Connection with Hoorn
During her residency, Narges is trying to find her way back to her father’s grave, both literally and figuratively. Narges has now not only found her way to the cemetery, but also made valuable connections with Hoorn and its people. For the production of the installation, she invited people from the Islamic community in Hoorn to help her manufacture the sugar-glass panels. Collaboration here acts as the basis on which a meeting and conversation around something as philosophical as death can take place, as well as a way to bring together people with similar experiences of loss. By connecting with a diverse network of Hoorn’s mosques, communities and the Islamic cemetery, Narges creates a new commitment for herself to Hoorn; the city that has housed her father’s body for twenty years. 

Eternal grave rest
During her residency, a surprise arose over the lack of legislation and information surrounding eternal grave rights. Indeed, in the Netherlands, grave rights are renewed every ten to thirty years and therefore do not meet one of the most important Islamic conditions: eternal grave rest and the guarantee that your grave will not be cleared in the distant future. That is why she sought contact with local municipal councilors, several imams and other specialists on burial rituals and grave law. Narges wants to initiate the conversation around eternity, impermanence of memories and the passing of a body to death.

Photo: Lizzy Zaanen

Photo: Io Sivertsen

Narges Mohammadi  is an artist, programme maker and DJ. She graduated with a BA in Modern and Contemporary Art History from Utrecht University in 2018 and completed her BA in Fine Arts at the Royal Academy of Arts The Hague. Her artistic practice stems from a position of in-betweenness - a space embedded within separated cultural histories. She creates works that embody long-lost memories, which she then translates into large installations and sculptures.

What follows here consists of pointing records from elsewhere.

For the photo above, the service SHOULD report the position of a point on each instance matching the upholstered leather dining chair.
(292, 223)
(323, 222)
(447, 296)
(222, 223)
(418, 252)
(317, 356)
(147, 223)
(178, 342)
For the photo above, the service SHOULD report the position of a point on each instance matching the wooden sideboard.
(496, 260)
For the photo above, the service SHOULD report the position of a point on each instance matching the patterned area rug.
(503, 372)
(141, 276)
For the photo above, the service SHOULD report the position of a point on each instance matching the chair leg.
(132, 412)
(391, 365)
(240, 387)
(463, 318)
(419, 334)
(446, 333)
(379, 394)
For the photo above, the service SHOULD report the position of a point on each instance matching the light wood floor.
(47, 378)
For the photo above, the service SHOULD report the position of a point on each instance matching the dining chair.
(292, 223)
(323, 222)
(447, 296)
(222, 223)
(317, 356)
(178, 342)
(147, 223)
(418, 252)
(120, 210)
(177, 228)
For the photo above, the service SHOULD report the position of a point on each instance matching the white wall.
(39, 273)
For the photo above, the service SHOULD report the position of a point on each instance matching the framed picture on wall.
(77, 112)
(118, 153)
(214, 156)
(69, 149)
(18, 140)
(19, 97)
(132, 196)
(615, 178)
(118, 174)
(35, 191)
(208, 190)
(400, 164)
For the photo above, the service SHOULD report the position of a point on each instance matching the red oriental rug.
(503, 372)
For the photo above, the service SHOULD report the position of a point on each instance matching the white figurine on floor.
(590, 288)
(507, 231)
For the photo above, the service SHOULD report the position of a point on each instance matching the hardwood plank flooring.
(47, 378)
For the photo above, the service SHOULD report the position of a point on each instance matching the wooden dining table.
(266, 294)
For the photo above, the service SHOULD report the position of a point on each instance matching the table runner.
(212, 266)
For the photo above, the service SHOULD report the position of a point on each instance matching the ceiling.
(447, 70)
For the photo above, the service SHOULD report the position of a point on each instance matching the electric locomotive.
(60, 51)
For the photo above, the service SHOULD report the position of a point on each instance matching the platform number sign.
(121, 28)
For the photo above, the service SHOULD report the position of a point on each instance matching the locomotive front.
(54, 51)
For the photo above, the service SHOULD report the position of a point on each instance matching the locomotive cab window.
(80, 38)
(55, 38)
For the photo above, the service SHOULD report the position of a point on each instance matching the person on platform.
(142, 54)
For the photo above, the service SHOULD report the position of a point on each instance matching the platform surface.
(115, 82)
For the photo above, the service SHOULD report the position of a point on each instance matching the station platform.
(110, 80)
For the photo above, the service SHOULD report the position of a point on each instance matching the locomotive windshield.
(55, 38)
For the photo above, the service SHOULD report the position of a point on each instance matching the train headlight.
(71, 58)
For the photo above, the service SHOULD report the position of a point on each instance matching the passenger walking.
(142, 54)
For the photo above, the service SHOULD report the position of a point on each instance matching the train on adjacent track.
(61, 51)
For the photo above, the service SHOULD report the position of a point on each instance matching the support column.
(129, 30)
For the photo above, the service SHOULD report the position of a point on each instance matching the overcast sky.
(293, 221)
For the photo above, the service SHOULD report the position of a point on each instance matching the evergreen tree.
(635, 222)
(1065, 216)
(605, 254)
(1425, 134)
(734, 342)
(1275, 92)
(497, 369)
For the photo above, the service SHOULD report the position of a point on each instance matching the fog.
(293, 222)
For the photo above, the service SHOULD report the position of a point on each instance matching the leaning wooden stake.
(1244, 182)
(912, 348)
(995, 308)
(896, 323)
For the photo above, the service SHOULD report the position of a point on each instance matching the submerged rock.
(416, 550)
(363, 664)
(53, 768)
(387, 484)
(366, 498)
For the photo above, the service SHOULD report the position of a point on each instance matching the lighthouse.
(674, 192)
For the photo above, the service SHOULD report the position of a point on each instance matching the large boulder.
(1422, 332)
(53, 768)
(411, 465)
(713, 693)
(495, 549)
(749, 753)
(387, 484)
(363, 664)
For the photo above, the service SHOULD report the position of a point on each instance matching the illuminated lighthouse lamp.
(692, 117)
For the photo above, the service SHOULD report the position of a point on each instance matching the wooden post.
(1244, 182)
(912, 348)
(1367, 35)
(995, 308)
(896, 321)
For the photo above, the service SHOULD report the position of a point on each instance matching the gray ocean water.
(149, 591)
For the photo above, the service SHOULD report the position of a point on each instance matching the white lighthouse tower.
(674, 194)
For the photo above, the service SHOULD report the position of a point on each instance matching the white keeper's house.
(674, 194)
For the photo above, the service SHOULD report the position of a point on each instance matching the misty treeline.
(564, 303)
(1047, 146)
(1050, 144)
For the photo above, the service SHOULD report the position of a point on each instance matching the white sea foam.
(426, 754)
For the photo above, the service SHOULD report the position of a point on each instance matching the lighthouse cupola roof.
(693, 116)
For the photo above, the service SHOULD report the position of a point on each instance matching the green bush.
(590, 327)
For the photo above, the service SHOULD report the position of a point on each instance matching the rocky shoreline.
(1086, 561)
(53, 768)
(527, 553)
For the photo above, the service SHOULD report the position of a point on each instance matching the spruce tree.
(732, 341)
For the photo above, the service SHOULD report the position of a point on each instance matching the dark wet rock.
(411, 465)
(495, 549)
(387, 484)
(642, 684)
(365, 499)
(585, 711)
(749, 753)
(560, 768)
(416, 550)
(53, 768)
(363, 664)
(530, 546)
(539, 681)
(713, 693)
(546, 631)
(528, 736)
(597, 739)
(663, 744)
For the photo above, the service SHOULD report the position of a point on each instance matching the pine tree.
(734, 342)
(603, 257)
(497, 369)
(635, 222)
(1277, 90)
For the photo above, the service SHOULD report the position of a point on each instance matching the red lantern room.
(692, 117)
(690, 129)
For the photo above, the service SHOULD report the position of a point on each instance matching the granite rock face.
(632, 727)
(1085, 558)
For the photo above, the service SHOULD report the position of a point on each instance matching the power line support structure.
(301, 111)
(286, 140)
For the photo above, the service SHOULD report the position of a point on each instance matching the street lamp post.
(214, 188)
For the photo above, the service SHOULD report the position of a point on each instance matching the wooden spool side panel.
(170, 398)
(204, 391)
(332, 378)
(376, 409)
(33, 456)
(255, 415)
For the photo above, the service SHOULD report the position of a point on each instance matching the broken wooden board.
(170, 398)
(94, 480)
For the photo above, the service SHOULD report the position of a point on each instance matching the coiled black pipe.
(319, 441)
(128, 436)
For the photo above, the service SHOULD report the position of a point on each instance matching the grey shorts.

Her works, composed of simple and generally accessible materials, can be characterised by an interplay with scents, colours, symbols and customs of different cultural heritages.

Narges is of Afghan origin and fled to the Netherlands with her parents at a young age, where she grew up in an AZC in Friesland. For her project at HMK, she takes that personal history, as well as the death of her father in 2003, as the starting point for the production of a new large-scale work.